Isotta Fraschini 8A Landaulet
Dass wir bei Secret Classics ein Herz für seltene Autos und lang vergessene Autohersteller haben, dürfte unseren Stammlesern bereits aufgefallen sein. Vermutlich sind Sie aus diesem Grund auch gerade hier – vielleicht aber auch einfach, um etwas dazuzulernen. Die Geschichte des Automobils ist reich an Raritäten und im Laufe der mehr als 130 Jahre seit der Patentierung des Motor-Wagens gab es weltweit immerhin über 10.000 Marken, die sich in diesem Bereich mehr oder weniger erfolgreich betätigten. Also mehr als genügend Material, um hier noch die eine oder andere Anekdote in unserem Onlinemagazin vorzustellen. Über Isotta Fraschini berichteten wir bereits im vergangenen August. Dennoch sind diese italienischen Fahrzeuge faszinierend genug, um ein weiteres Mal einen Tipo 8A in unser virtuelles Rampenlicht zu schieben.
Nachdem die Brüder Antonio, Oreste und Vincenzo Fraschini gemeinsam mit Cesare Isotta 1899 in Mailand die ‚Fabbrica Automobili Isotta Fraschini Milano‘ begründet hatten, gingen sie anfänglich nur daran, aus in Kisten angelieferten Einzelteilen in Lizenz verschiedene Modelle von De Dion und Renault zu komplettieren. 1903 starteten sie eine eigene Automobilproduktion mit selbst entwickelten Fahrzeugen. Dabei konzentrierte sich die Marke besonders auf den Luxussektor, beteiligte sich aber auch an Autorennen wie der Targa Florio. Im Ersten Weltkrieg fertigte man hauptsächlich Flugzeugmotoren, wodurch man für die Nachkriegszeit diverse Erkenntnisse gewann, die zum Bau eines eigenen Reihenachtzylindermotors für große Limousinen angewendet wurden. 1924 folgte auf diesen Tipo 8 der neue Tipo 8A, der als Mitbewerber mit großen Marken wie Cadillac, Rolls-Royce, Hispano-Suiza, Duesenberg, Horch und Maybach in einem Atemzug genannt wurde.

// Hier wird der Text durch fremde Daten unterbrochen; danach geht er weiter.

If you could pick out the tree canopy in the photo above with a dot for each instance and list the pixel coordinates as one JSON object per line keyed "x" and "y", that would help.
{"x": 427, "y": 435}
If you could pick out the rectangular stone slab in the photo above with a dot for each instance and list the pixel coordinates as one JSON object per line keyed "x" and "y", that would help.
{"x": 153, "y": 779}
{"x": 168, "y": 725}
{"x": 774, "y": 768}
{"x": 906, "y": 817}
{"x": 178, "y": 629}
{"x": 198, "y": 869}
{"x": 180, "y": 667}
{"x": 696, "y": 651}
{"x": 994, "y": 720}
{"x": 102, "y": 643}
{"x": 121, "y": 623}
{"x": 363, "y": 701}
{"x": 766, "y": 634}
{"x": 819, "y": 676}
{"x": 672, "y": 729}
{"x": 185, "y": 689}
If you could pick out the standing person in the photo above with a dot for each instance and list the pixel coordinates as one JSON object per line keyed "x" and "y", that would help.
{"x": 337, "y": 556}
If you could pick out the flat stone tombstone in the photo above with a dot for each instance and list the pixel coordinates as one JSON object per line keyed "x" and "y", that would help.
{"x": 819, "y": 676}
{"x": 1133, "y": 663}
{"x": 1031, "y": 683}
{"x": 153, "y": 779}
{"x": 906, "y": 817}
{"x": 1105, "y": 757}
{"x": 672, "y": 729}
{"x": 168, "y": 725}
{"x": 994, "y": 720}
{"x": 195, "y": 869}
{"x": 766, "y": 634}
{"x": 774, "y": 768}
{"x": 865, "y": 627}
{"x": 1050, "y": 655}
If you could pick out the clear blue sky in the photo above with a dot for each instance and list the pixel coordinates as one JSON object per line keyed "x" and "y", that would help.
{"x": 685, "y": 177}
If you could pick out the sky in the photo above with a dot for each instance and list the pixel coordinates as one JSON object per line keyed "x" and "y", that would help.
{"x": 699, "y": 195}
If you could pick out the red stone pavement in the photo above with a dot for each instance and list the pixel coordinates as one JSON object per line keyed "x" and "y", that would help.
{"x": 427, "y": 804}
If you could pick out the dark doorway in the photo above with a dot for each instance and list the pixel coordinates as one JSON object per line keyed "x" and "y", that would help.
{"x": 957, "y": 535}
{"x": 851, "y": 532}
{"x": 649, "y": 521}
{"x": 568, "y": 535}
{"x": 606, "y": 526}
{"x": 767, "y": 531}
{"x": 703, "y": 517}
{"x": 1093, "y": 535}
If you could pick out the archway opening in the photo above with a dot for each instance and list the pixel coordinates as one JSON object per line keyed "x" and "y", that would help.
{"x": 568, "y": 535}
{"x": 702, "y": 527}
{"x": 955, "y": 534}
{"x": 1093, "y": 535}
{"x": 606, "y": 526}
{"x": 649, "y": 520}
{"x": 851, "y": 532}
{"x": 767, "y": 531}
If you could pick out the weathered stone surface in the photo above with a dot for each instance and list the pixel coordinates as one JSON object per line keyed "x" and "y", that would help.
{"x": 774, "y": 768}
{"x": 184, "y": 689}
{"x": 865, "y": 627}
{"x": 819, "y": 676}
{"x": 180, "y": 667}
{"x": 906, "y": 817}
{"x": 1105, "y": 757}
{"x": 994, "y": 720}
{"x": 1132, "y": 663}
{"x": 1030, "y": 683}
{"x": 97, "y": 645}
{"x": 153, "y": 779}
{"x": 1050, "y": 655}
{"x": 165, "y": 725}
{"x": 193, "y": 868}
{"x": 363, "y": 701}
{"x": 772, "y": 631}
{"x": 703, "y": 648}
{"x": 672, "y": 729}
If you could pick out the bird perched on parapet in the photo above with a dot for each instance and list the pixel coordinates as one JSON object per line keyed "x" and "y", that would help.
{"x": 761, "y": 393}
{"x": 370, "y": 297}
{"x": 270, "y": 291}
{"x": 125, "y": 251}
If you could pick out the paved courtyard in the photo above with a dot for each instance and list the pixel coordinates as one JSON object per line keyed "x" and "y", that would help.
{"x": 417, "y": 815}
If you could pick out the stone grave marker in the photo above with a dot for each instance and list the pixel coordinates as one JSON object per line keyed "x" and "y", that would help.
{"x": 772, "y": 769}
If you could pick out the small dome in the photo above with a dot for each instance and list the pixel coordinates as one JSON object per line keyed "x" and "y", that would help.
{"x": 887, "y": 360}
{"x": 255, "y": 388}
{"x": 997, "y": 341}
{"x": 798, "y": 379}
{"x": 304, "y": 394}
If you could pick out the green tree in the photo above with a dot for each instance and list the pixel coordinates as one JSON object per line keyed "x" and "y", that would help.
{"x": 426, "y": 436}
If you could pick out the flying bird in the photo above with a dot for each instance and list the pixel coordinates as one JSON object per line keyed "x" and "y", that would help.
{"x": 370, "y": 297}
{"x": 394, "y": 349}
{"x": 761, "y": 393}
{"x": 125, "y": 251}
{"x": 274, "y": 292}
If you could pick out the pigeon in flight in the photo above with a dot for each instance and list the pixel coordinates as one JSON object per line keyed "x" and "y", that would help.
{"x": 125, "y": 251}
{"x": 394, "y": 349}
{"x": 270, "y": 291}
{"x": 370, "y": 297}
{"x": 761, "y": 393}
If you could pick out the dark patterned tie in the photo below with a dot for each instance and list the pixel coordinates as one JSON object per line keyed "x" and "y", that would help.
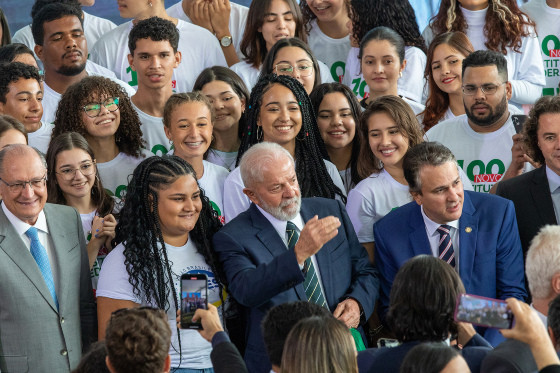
{"x": 311, "y": 282}
{"x": 446, "y": 252}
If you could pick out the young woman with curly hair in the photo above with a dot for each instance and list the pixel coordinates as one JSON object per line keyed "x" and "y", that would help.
{"x": 443, "y": 73}
{"x": 497, "y": 25}
{"x": 165, "y": 230}
{"x": 329, "y": 37}
{"x": 280, "y": 111}
{"x": 398, "y": 16}
{"x": 100, "y": 110}
{"x": 73, "y": 180}
{"x": 267, "y": 22}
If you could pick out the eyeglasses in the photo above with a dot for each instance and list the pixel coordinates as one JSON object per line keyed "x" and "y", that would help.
{"x": 93, "y": 109}
{"x": 86, "y": 169}
{"x": 487, "y": 89}
{"x": 303, "y": 68}
{"x": 35, "y": 184}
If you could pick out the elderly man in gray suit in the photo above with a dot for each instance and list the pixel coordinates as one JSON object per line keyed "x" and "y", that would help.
{"x": 47, "y": 310}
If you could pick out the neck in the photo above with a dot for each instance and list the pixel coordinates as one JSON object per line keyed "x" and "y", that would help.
{"x": 456, "y": 104}
{"x": 226, "y": 141}
{"x": 105, "y": 149}
{"x": 84, "y": 205}
{"x": 335, "y": 28}
{"x": 340, "y": 156}
{"x": 58, "y": 82}
{"x": 152, "y": 101}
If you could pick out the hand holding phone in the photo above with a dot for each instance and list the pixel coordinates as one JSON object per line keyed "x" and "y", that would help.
{"x": 194, "y": 295}
{"x": 481, "y": 311}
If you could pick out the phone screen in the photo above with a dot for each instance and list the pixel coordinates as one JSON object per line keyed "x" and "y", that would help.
{"x": 194, "y": 295}
{"x": 483, "y": 311}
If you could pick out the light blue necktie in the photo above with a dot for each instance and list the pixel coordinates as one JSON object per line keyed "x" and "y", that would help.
{"x": 40, "y": 255}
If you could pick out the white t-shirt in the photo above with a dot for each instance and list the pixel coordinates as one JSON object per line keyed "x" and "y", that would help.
{"x": 152, "y": 131}
{"x": 237, "y": 21}
{"x": 114, "y": 284}
{"x": 332, "y": 52}
{"x": 525, "y": 69}
{"x": 483, "y": 156}
{"x": 41, "y": 138}
{"x": 94, "y": 28}
{"x": 250, "y": 75}
{"x": 224, "y": 159}
{"x": 410, "y": 84}
{"x": 548, "y": 29}
{"x": 235, "y": 201}
{"x": 212, "y": 181}
{"x": 199, "y": 50}
{"x": 51, "y": 98}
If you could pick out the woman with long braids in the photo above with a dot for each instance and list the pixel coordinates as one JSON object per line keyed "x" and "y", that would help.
{"x": 497, "y": 25}
{"x": 280, "y": 111}
{"x": 165, "y": 230}
{"x": 100, "y": 110}
{"x": 444, "y": 75}
{"x": 398, "y": 16}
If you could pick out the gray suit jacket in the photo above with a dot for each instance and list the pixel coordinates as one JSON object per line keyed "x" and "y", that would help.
{"x": 34, "y": 335}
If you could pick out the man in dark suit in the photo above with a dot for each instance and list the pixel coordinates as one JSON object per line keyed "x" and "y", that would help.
{"x": 47, "y": 310}
{"x": 475, "y": 233}
{"x": 266, "y": 265}
{"x": 536, "y": 194}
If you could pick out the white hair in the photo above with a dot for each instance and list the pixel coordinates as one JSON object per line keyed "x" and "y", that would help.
{"x": 543, "y": 260}
{"x": 257, "y": 157}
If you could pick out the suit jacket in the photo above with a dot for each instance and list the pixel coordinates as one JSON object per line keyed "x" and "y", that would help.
{"x": 389, "y": 359}
{"x": 531, "y": 197}
{"x": 34, "y": 335}
{"x": 263, "y": 273}
{"x": 490, "y": 256}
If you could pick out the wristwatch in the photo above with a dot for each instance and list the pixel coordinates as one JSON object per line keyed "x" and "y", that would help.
{"x": 226, "y": 41}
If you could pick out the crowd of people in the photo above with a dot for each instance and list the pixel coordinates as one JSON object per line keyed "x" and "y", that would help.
{"x": 339, "y": 176}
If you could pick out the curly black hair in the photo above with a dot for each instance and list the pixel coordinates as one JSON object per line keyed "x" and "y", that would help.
{"x": 314, "y": 179}
{"x": 12, "y": 72}
{"x": 140, "y": 232}
{"x": 397, "y": 15}
{"x": 70, "y": 109}
{"x": 156, "y": 29}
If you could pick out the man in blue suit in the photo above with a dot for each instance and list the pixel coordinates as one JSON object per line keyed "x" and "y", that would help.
{"x": 474, "y": 232}
{"x": 264, "y": 265}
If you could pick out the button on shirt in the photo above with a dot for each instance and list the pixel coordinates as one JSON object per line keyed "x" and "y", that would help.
{"x": 43, "y": 233}
{"x": 434, "y": 236}
{"x": 280, "y": 227}
{"x": 554, "y": 184}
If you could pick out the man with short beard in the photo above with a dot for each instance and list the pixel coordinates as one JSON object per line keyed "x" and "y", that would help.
{"x": 61, "y": 45}
{"x": 284, "y": 248}
{"x": 483, "y": 139}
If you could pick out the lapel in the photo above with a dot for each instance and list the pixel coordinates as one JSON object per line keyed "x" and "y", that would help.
{"x": 468, "y": 234}
{"x": 540, "y": 192}
{"x": 323, "y": 258}
{"x": 14, "y": 247}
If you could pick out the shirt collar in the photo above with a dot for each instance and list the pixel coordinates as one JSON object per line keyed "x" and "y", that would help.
{"x": 432, "y": 226}
{"x": 21, "y": 227}
{"x": 553, "y": 179}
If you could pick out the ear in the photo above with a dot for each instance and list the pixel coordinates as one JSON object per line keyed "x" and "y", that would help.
{"x": 251, "y": 195}
{"x": 131, "y": 61}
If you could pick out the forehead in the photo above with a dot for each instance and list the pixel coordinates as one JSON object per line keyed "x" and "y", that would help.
{"x": 481, "y": 75}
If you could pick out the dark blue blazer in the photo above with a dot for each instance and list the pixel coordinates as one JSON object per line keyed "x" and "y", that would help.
{"x": 490, "y": 255}
{"x": 262, "y": 273}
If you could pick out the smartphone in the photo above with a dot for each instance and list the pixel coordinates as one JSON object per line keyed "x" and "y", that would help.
{"x": 492, "y": 313}
{"x": 194, "y": 295}
{"x": 518, "y": 122}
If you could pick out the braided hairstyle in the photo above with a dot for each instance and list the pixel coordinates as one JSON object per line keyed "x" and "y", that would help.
{"x": 314, "y": 179}
{"x": 396, "y": 15}
{"x": 139, "y": 230}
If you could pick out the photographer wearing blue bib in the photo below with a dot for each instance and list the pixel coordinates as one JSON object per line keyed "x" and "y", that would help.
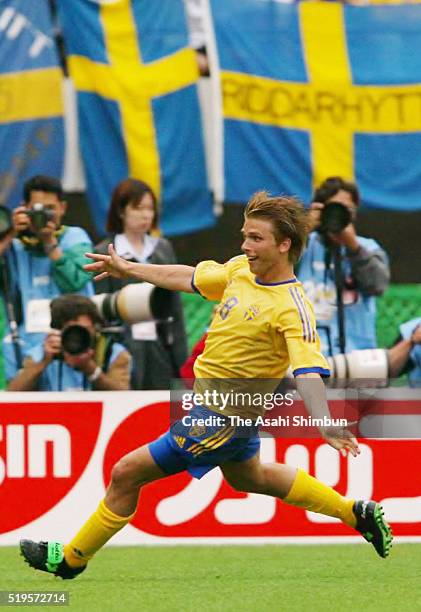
{"x": 44, "y": 258}
{"x": 342, "y": 273}
{"x": 75, "y": 355}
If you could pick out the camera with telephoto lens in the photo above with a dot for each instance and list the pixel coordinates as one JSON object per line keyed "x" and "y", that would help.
{"x": 334, "y": 218}
{"x": 39, "y": 216}
{"x": 6, "y": 223}
{"x": 76, "y": 339}
{"x": 135, "y": 303}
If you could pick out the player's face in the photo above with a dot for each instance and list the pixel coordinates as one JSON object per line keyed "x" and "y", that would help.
{"x": 259, "y": 245}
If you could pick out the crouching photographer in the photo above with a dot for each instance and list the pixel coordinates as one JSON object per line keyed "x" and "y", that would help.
{"x": 342, "y": 273}
{"x": 74, "y": 355}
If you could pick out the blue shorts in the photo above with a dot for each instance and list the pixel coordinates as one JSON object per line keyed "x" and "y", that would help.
{"x": 199, "y": 448}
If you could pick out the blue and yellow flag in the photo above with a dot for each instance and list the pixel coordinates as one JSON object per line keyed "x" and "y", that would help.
{"x": 31, "y": 102}
{"x": 320, "y": 89}
{"x": 139, "y": 114}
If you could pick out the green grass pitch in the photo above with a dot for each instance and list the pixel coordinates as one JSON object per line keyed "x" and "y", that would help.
{"x": 238, "y": 578}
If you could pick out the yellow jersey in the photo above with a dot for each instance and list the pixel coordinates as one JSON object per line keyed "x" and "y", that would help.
{"x": 260, "y": 329}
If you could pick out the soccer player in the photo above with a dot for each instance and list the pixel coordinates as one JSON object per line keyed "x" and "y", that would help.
{"x": 264, "y": 324}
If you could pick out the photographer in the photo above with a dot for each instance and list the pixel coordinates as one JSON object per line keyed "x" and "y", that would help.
{"x": 363, "y": 270}
{"x": 44, "y": 257}
{"x": 74, "y": 356}
{"x": 158, "y": 348}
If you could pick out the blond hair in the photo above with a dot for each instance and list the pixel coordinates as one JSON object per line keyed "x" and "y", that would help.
{"x": 288, "y": 217}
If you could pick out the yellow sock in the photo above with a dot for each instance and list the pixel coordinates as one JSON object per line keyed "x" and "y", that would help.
{"x": 97, "y": 530}
{"x": 311, "y": 494}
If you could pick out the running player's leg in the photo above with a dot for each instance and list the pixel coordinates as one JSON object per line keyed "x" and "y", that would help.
{"x": 128, "y": 475}
{"x": 296, "y": 487}
{"x": 290, "y": 484}
{"x": 114, "y": 512}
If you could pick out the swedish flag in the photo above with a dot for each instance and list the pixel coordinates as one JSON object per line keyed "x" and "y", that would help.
{"x": 31, "y": 104}
{"x": 320, "y": 89}
{"x": 138, "y": 107}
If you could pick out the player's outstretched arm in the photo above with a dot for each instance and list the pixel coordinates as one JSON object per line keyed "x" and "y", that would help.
{"x": 313, "y": 393}
{"x": 173, "y": 276}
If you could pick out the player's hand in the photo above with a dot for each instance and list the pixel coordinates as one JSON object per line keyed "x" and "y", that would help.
{"x": 314, "y": 215}
{"x": 341, "y": 439}
{"x": 108, "y": 265}
{"x": 52, "y": 345}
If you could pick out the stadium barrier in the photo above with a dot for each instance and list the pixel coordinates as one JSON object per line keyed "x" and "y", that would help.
{"x": 57, "y": 451}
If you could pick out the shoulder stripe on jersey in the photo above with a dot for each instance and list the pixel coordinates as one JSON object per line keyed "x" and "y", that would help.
{"x": 300, "y": 312}
{"x": 308, "y": 318}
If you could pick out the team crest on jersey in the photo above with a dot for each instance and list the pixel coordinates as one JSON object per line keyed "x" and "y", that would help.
{"x": 197, "y": 430}
{"x": 180, "y": 440}
{"x": 251, "y": 313}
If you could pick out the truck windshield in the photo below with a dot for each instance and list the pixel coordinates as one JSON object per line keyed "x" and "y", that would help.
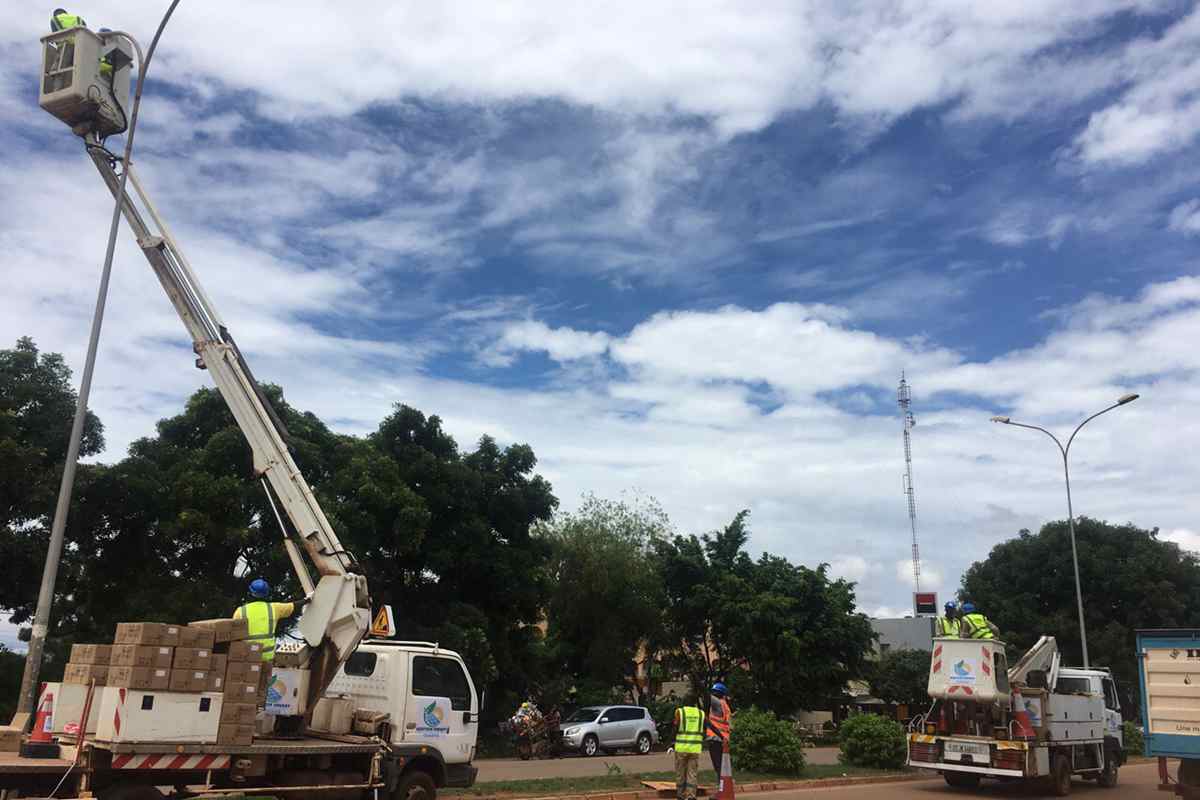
{"x": 585, "y": 715}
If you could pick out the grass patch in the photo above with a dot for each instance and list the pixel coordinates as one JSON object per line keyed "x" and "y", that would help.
{"x": 633, "y": 781}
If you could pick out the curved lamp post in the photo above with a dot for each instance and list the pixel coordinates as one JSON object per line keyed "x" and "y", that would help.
{"x": 54, "y": 549}
{"x": 1071, "y": 515}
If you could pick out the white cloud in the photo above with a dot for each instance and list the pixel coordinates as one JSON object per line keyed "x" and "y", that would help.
{"x": 1186, "y": 218}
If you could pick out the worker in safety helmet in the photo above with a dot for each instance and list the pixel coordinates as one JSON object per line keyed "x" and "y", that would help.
{"x": 976, "y": 625}
{"x": 262, "y": 617}
{"x": 61, "y": 20}
{"x": 951, "y": 624}
{"x": 718, "y": 723}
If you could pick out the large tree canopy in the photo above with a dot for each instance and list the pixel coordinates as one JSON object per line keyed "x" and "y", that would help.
{"x": 1129, "y": 577}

RM Sotheby’s versteigert im Rahmen der Retromobile in Paris Anfang Februar das älteste bekannte Exemplar des Tipo 8A. Für den Karosserieaufbau lieferte Isotta Fraschini das Fahrgestell mit der Nummer 655 an die damals sehr renommierte Firma von Cesare Sala in Mailand. Hier entstand ein elegantes Landaulet, also eine Chauffeurslimousine bei der der Fahrer im Freien sitzt, während die Passagiere in einem edel ausgestatteten Abteil dahinter Platz nehmen. Als frühes Fahrzeug der 8A-Serie zeigt dieser Wagen noch viele Ähnlichkeiten zum Vorgängermodell Tipo 8, beispielsweise die einzelnen Stoßstangen, die Form der Kotflügel oder die Lüftungsöffnungen auf der Motorhaube im nautischen Design.
Erster Besitzer dieses Tipo 8A war Filippo Balzari, Besitzer des Hotel Metropole et Monopole in Mailand. Am 29. September 1927 ließ er das Fahrzeug erstmals auf das Kennzeichen MI 11753 zu. Durch einen Umzug nach San Remo, wo Balzari zusätzlich das Hotel Excelsior Bellevue Palace besaß, erfolgte am 2. Juli 1936 eine Ummeldung auf das Kennzeichen IM 4151. Nach dem Zweiten Weltkrieg, den der Isotta Fraschini unbeschadet überstanden hatte, meldete Balzari das Auto als Mietwagen für das Hotel an. Am 16. Juli 1958 verkaufte er den Wagen schließlich zurück an Isotta Fraschini, die eine optische Überarbeitung zurück zum Auslieferungszustand beim Karosseriebauer Carrozzeria Riva veranlasste. Im Laufe der folgenden Jahre wandelte sich die einstige Autofirma Isotta Fraschini zu Mec-Fin SpA, dann zu Finmeccanica. Bis 2017 behielt man den Tipo 8A Landaulet als Erinnerung an die Ursprünge der Firma. Der aktuelle, erst dritte Besitzer des Wagens schickte ihn nach seinem Kauf zu RM Auto Restoration, wo unter anderem die Vergaser und die Wasserpumpe überarbeitet wurden. Gleichzeitig wechselte man alle Flüssigkeiten und tauschte Dichtungen aus, wo es nötig war. Neue Reifen und Bremsbeläge sorgen dafür, dass der Isotta Fraschini weiterhin für Ausfahrten genutzt werden kann. RM Sotheby’s erwartet einen Zuschlagspreis zwischen 400.000 und 550.000 €.